• News

Istana Sebut Pemberian Amnesti daan Abolisi Hak Konstitusional Presiden

M. Habib Saifullah | Senin, 04/08/2025 12:15 WIB
Istana Sebut Pemberian Amnesti daan Abolisi Hak Konstitusional Presiden Arsip foto - Kepala Kantor Komunikasi Kepresidenan RI atau Presidential Communication Office, Hasan Nasbi (Foto: Setkab)

JAKARTA - Kepala Kantor Komunikasi Kepresidenan (PCO) Hasan Nasbi mengatakan, pemberian amnesti dan abolisi untuk terpidana kasus korupsi merupakan hak konstitusional yang melekat pada jabatan kepala negara dan telah melalui pertimbangan yang sangat matang.

Pernyataan tersebut dikemukakan Hasan, seusai menghadiri agenda kick off Cek Kesehatan Gratis (CKG) di SMAN 6 Tangerang Selatan, Senin (4/8/2025).

"Presiden, pasti sudah punya pertimbangan yang sangat matang untuk mengeluarkan keputusan abolisi, amnesti," kata Hasan saat ditanya perihal pemberian amnesti dan abolisi yang kali pertama diberikan kepada terpidana kasus korupsi, dikutip dari ANTARA.

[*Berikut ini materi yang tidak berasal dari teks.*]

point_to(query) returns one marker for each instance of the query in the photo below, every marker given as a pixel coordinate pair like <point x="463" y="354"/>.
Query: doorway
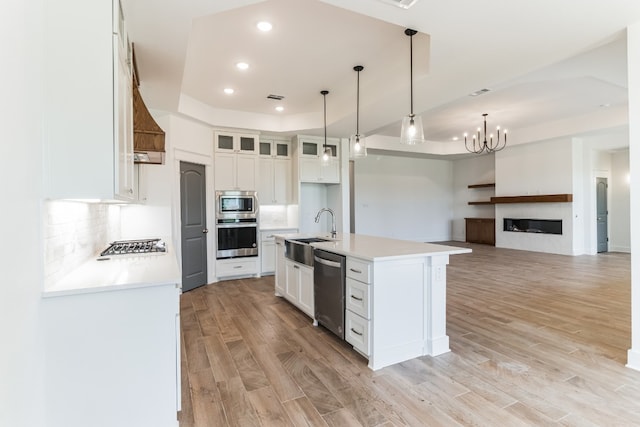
<point x="193" y="219"/>
<point x="602" y="215"/>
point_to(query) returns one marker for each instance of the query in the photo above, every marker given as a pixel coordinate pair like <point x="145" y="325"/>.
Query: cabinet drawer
<point x="359" y="270"/>
<point x="357" y="297"/>
<point x="237" y="268"/>
<point x="357" y="332"/>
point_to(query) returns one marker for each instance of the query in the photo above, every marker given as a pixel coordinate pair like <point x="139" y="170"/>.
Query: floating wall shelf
<point x="540" y="198"/>
<point x="491" y="184"/>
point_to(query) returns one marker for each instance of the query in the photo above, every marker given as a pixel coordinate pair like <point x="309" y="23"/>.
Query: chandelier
<point x="475" y="146"/>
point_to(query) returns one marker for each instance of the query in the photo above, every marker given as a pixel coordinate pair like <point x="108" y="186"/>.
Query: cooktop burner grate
<point x="123" y="247"/>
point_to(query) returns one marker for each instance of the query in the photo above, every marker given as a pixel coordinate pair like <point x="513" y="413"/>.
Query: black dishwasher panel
<point x="328" y="290"/>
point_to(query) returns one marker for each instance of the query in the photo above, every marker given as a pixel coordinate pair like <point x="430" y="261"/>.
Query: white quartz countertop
<point x="119" y="272"/>
<point x="372" y="248"/>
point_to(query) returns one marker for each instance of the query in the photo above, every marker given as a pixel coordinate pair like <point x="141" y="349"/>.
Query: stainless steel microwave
<point x="236" y="204"/>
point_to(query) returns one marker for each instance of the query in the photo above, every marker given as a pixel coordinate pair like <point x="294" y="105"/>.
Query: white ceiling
<point x="542" y="60"/>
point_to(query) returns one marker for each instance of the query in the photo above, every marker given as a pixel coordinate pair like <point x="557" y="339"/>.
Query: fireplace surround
<point x="538" y="226"/>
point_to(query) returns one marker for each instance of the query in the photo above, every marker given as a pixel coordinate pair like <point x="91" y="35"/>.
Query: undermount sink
<point x="311" y="240"/>
<point x="300" y="250"/>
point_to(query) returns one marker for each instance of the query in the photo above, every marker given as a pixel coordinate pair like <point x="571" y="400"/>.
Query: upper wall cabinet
<point x="311" y="167"/>
<point x="236" y="161"/>
<point x="236" y="143"/>
<point x="88" y="102"/>
<point x="274" y="147"/>
<point x="274" y="187"/>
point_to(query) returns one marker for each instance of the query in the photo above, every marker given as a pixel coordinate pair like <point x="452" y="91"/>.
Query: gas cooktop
<point x="126" y="247"/>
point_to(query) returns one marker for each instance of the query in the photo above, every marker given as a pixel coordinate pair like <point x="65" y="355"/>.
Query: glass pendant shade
<point x="357" y="146"/>
<point x="412" y="132"/>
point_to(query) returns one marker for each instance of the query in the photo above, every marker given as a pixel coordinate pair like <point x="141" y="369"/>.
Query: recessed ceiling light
<point x="479" y="92"/>
<point x="264" y="26"/>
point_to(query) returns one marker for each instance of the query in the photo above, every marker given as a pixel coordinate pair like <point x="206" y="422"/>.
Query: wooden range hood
<point x="148" y="137"/>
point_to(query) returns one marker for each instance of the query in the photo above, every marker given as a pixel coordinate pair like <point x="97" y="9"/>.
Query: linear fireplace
<point x="542" y="226"/>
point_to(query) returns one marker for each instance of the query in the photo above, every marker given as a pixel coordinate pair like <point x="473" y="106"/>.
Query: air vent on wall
<point x="405" y="4"/>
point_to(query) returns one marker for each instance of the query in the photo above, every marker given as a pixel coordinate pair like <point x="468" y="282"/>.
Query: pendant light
<point x="357" y="147"/>
<point x="326" y="151"/>
<point x="412" y="132"/>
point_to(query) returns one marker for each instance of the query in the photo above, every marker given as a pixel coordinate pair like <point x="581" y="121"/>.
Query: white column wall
<point x="404" y="198"/>
<point x="633" y="63"/>
<point x="533" y="169"/>
<point x="619" y="219"/>
<point x="469" y="171"/>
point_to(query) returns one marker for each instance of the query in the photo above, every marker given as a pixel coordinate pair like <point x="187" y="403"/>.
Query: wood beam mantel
<point x="539" y="198"/>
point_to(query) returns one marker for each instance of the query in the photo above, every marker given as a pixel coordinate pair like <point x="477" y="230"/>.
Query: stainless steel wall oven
<point x="236" y="224"/>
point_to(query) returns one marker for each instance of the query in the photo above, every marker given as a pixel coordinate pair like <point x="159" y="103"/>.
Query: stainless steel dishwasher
<point x="328" y="290"/>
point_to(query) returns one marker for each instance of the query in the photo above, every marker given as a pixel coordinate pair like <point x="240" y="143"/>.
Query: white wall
<point x="532" y="169"/>
<point x="21" y="260"/>
<point x="404" y="198"/>
<point x="619" y="218"/>
<point x="633" y="61"/>
<point x="469" y="171"/>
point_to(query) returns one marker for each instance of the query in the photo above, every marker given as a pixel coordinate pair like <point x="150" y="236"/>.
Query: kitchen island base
<point x="395" y="300"/>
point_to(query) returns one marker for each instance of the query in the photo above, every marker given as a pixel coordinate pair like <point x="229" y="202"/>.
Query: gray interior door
<point x="602" y="214"/>
<point x="194" y="225"/>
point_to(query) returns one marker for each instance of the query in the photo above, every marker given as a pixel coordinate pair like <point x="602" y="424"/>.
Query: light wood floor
<point x="536" y="339"/>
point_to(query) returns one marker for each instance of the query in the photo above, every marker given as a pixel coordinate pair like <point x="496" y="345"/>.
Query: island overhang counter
<point x="395" y="298"/>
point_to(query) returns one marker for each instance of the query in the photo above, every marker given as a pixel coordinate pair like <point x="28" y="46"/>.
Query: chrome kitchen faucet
<point x="333" y="220"/>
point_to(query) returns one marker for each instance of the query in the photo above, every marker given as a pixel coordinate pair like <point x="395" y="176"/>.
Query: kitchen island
<point x="112" y="342"/>
<point x="395" y="296"/>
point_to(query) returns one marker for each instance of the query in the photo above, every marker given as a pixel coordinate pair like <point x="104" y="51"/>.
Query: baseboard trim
<point x="633" y="359"/>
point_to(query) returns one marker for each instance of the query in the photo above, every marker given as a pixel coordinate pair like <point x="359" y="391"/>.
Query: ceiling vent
<point x="479" y="92"/>
<point x="405" y="4"/>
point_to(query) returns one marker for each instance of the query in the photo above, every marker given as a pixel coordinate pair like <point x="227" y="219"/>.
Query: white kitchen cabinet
<point x="281" y="283"/>
<point x="311" y="167"/>
<point x="275" y="147"/>
<point x="299" y="286"/>
<point x="270" y="252"/>
<point x="235" y="172"/>
<point x="246" y="266"/>
<point x="113" y="357"/>
<point x="267" y="256"/>
<point x="357" y="304"/>
<point x="238" y="143"/>
<point x="88" y="102"/>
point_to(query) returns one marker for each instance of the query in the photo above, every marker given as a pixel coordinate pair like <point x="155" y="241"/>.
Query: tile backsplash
<point x="75" y="232"/>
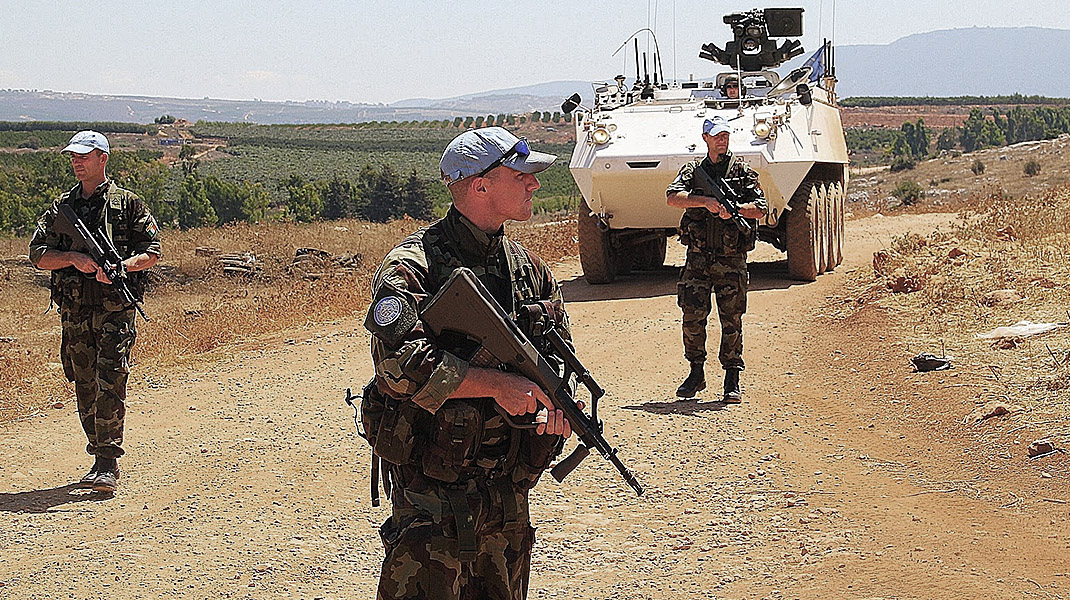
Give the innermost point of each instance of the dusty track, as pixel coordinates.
(840, 475)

Hasan menjelaskan pemberian amnesti dan abolisi bukanlah hal baru dan kerap dilakukan oleh presiden-presiden pendahulu sebelum Prabowo Subianto.

Hak konstitusi tersebut, kata Hasan, umumnya diberikan menjelang peringatan Hari Kemerdekaan Republik Indonesia.

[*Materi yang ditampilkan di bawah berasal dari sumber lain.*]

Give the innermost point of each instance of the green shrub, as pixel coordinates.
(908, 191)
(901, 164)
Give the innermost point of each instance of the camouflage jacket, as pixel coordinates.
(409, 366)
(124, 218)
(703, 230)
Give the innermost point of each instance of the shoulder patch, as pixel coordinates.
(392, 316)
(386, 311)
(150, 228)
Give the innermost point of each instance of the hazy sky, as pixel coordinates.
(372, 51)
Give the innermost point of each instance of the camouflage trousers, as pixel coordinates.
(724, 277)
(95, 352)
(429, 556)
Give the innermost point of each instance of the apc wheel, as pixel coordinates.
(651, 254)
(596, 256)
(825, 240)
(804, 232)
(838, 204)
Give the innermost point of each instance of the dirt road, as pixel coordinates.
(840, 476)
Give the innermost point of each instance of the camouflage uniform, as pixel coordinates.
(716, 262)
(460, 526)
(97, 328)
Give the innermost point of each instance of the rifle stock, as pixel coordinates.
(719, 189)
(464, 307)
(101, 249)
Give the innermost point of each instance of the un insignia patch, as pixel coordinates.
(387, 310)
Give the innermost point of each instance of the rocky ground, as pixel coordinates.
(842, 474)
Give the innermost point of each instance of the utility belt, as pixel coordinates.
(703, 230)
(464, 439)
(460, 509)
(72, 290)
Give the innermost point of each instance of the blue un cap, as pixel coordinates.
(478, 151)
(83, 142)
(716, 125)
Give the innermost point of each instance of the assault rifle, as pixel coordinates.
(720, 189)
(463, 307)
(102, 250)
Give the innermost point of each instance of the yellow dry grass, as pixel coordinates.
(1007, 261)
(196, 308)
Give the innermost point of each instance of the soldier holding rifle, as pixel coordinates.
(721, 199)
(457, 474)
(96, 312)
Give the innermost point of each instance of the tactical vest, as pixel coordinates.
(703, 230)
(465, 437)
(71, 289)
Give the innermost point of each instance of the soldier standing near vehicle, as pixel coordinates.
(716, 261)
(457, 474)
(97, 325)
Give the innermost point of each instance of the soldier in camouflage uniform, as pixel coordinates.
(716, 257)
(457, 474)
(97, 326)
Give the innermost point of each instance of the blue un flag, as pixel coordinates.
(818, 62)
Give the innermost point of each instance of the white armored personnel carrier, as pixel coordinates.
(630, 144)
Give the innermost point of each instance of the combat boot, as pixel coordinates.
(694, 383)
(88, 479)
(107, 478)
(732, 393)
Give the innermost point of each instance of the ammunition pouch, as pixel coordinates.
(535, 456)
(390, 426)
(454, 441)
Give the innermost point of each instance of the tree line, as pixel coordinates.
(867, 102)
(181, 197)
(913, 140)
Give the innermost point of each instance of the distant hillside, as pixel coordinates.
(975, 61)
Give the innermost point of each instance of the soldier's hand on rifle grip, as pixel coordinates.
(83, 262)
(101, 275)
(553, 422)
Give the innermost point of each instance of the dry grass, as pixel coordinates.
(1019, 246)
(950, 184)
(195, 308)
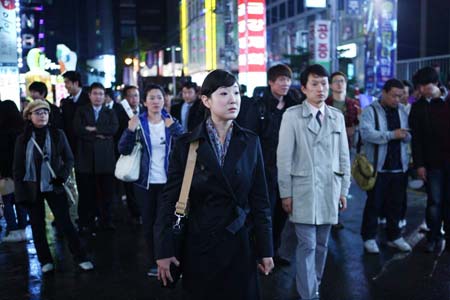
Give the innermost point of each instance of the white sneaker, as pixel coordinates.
(47, 268)
(371, 247)
(14, 236)
(86, 265)
(400, 244)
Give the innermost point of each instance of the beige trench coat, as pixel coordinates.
(313, 164)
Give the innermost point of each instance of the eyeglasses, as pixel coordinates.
(42, 112)
(338, 81)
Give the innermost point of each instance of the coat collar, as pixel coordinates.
(206, 155)
(314, 127)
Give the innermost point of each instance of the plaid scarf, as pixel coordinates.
(219, 148)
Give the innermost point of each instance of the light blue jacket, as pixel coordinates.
(370, 136)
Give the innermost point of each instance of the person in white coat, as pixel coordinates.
(313, 174)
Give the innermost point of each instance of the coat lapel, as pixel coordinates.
(327, 126)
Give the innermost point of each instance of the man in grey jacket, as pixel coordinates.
(313, 174)
(389, 140)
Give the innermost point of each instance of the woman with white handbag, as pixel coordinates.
(151, 133)
(42, 163)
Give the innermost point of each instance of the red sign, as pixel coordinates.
(252, 35)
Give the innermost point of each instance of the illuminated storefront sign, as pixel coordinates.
(319, 33)
(9, 73)
(252, 42)
(184, 34)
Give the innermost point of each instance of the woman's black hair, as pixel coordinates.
(217, 79)
(153, 86)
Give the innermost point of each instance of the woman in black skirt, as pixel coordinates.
(229, 230)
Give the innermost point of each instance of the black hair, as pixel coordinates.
(153, 86)
(96, 85)
(39, 87)
(425, 76)
(278, 70)
(392, 83)
(189, 85)
(338, 73)
(73, 76)
(217, 79)
(126, 89)
(316, 69)
(10, 116)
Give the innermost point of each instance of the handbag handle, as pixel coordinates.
(183, 199)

Saat ditanya terkait kriteria khusus pemberian amnesti dan abolisi, Hasan kembali menegaskan bahwa hal itu merupakan hak konstitusional presiden sebagai kepala negara.

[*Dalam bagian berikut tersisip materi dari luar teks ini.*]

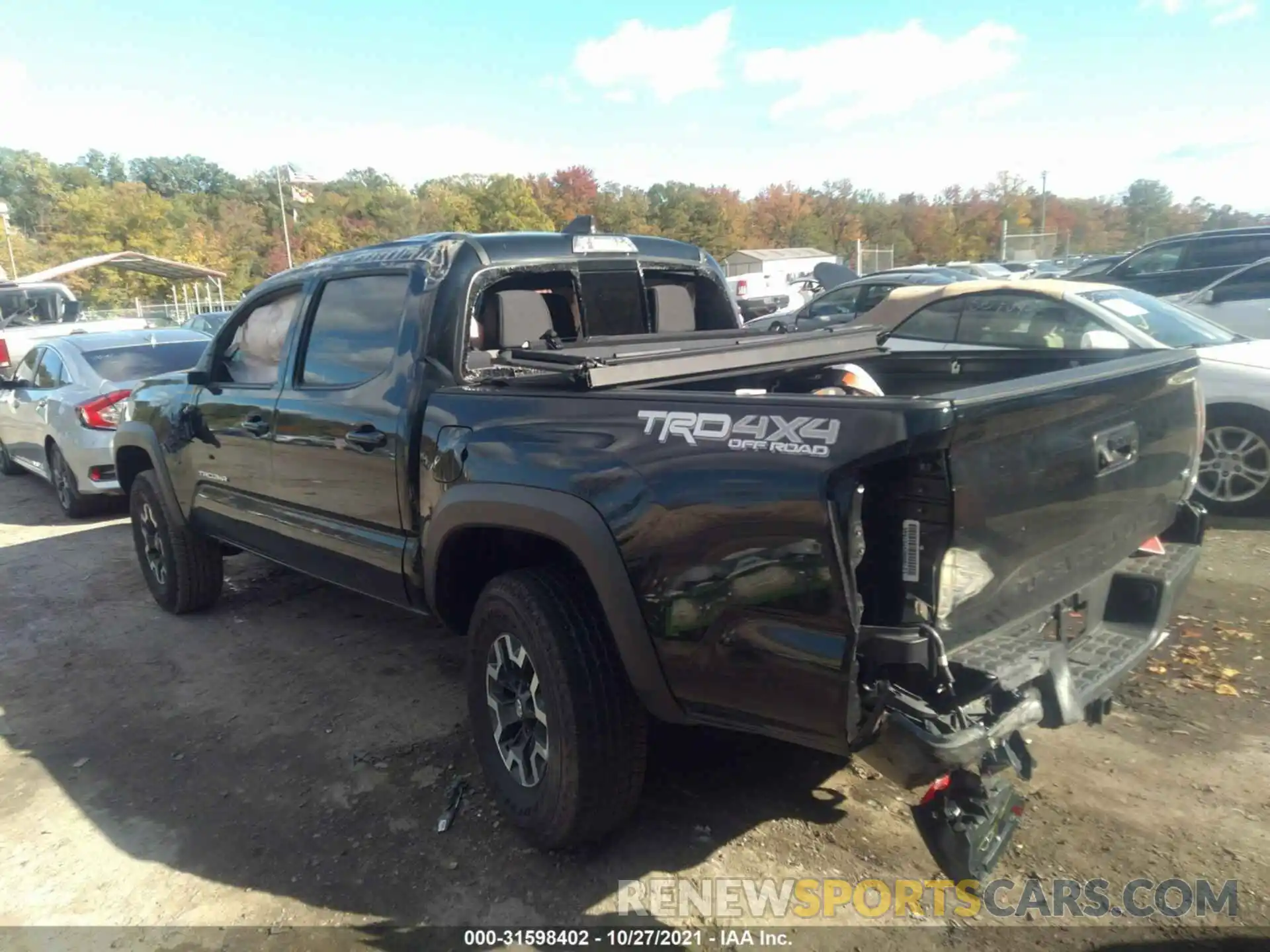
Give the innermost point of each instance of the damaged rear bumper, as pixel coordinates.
(1039, 670)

"Pertimbangan-pertimbangan sepenuhnya ada di tangan beliau," kata dia.

Hasan menambahkan, bahwa Presiden Prabowo tetap konsisten mengedepankan persatuan bangsa.

"Abolisi dan amnesti bisa diberikan oleh presiden untuk memperkuat persatuan bangsa," ujar dia.

Abolisi merupakan hak yang dimiliki kepala negara untuk menghapuskan tuntutan pidana dan menghentikan proses hukum jika telah dijalankan. Hak abolisi diberikan presiden dengan memperhatikan pertimbangan Dewan Perwakilan Rakyat (DPR).

Dalam kasus korupsi importasi gula di Kementerian Perdagangan pada tahun 2015-2016, Tom Lembong divonis pidana empat tahun dan enam bulan penjara setelah terbukti bersalah melakukan tindak pidana korupsi, yang merugikan keuangan negara sebesar Rp194,72 miliar.

Tindak pidana korupsi yang dilakukan Tom Lembong, antara lain dengan menerbitkan surat pengajuan atau persetujuan impor gula kristal mentah periode 2015–2016 kepada 10 perusahaan tanpa didasarkan rapat koordinasi antarkementerian serta tanpa disertai rekomendasi dari Kementerian Perindustrian.

Atas perbuatannya, Tom Lembong juga dijatuhkan pidana denda sebesar Rp750 juta dengan ketentuan apabila tidak dibayar, maka diganti (subsider) dengan pidana kurungan selama enam bulan.

Dengan demikian, perbuatan Tom Lembong telah melanggar Pasal 2 ayat (1) Undang-Undang Nomor 31 Tahun 1999 tentang Pemberantasan Tindak Pidana Korupsi sebagaimana diubah dan ditambah dengan UU Nomor 20 Tahun 2001 juncto Pasal 55 ayat (1) ke-1 KUHP.

Vonis yang dijatuhkan Majelis Hakim tersebut lebih rendah dari tuntutan jaksa, yakni pidana penjara selama 7 tahun. Namun pidana denda yang dijatuhkan tetap sama dengan tuntutan, yaitu Rp750 juta subsider pidana kurungan selama enam bulan.